Florida isn’t the only place where things get weird come Election Day. Last week, some of the city’s newest citizens got a first-hand lesson in voting, American style. In leaving their homelands behind, they may have escaped voter obstacles like intimidation, harassment and blatant ballot fraud. But they do have to reckon with a whole new set of obstacles–namely, the bizarre voting machines and the unaccountable bureaucracy of New York’s Board of Elections.

On Williamsburg’s South Side, busted ballot booths and missing or misspelled names in the registrations books meant that many voters had to resort to paper affidavit ballots, said site coordinator Cleibis Pena. At 9 p.m., some 150 paper ballots were counted out of the more than 2,000 voters that had passed through P.S. 19’s gym.

But many of the voters also balked at using the flimsy-looking papers. Especially for some Latinos, Pena said, the process was a little too reminiscent of sketchy elections they remember all too well from the past. “They remember that paper ballots had little value in their home country,” she said. “We lost quite a few voters that way today.”

At polling places in Brighton Beach, the very act of voting remained mysterious to some first-time Russian voters, especially since the Board of Elections hasn’t yet provided Russian-speaking poll watchers to assist them.

“Chaos.
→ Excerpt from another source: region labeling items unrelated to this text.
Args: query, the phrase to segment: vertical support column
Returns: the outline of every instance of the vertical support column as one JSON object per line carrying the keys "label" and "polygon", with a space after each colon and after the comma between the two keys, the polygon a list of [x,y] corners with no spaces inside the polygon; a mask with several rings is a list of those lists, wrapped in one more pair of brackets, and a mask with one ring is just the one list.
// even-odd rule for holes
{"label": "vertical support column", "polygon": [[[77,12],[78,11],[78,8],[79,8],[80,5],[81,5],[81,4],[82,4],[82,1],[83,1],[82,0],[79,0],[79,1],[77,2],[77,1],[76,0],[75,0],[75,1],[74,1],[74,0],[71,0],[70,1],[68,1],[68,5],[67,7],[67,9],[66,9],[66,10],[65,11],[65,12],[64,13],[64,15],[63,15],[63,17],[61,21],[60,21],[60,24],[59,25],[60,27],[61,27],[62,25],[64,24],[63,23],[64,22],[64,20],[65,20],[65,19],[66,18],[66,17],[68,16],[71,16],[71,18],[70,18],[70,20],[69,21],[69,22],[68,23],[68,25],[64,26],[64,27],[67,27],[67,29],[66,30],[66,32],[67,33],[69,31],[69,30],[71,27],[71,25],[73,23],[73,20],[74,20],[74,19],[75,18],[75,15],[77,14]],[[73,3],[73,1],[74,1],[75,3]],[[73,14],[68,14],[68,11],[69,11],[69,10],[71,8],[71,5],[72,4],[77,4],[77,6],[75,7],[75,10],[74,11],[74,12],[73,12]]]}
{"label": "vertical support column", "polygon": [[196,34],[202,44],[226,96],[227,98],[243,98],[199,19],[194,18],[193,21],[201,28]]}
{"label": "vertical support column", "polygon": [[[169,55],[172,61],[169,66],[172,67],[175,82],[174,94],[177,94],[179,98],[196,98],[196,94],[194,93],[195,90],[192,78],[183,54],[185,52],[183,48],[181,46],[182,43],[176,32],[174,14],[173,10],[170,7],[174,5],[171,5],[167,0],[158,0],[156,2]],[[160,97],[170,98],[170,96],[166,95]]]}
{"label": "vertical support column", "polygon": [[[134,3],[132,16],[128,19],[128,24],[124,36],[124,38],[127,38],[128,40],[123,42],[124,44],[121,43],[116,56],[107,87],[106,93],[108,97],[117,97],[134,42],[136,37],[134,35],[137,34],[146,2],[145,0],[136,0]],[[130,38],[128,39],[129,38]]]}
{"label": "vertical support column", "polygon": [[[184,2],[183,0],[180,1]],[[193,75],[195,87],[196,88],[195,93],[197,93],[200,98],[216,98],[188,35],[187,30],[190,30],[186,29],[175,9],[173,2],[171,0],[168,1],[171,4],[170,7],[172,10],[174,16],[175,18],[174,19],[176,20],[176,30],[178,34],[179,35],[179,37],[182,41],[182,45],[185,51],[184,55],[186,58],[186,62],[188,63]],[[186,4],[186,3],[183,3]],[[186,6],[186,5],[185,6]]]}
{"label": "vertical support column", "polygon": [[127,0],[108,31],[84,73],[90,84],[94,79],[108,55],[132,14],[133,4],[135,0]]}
Armageddon,” said a haggard Alex Yakubson, the only Russian-speaking poll worker at a packed site at Brighton Beach Library. “The turnout of the Russian voters is unprecedented, and we can’t handle it.”

Rozalia Krashenaya came to the Shorefront Y on Coney Island Avenue to vote for Alec Brook-Krasny, a Russian community leader and businessman who is a write-in candidate for the State Assembly. Krashenaya said she didn’t understand the poll worker who explained how to write in her vote. And when she asked for clarification, he got testy. “He said my time was up and told me to go,” Krashenaya said. “It’s such a shame. I want to cry.”

Russians, though, must cope with problems beyond snippy poll workers: Outside the Shorefront Y, many Russians were asking how to spell Brook-Krasny’s name. Since many of these voters know only the Cyrillic alphabet, and they find even basic writing and reading in English difficult, Brook-Krasny supporters distributed rubber stamps embossed with the candidate’s name, so that all the write-in voters could vote without writing.

At J.H.S.189 in Flushing, Queens, about a hundred votes had been cast before center coordinator Oliver Tan reported to the Board of Elections that the words in Chinese for “Democrat” and “Republican” had been transposed in two places on the wall posters, and on some of the columns on six of the 10 ballot machines.

Quickly, workers at the center put masking tape over the wrong Chinese characters on the machines, and fixed all the translations on the wall posters with blue ballpoint pens. “Hopefully not too many people noticed,” said the 22-year-old Tan.

The printing problem “was widespread throughout Flushing,” Tan said, affecting many machines with Chinese translations. But the typo didn’t seem to derail Flushing voters. Hong Chang, a voter who spoke very little English, said he didn’t even notice the error. He and six other voters all had the same reaction: No one knew, no one told them, and no one cared.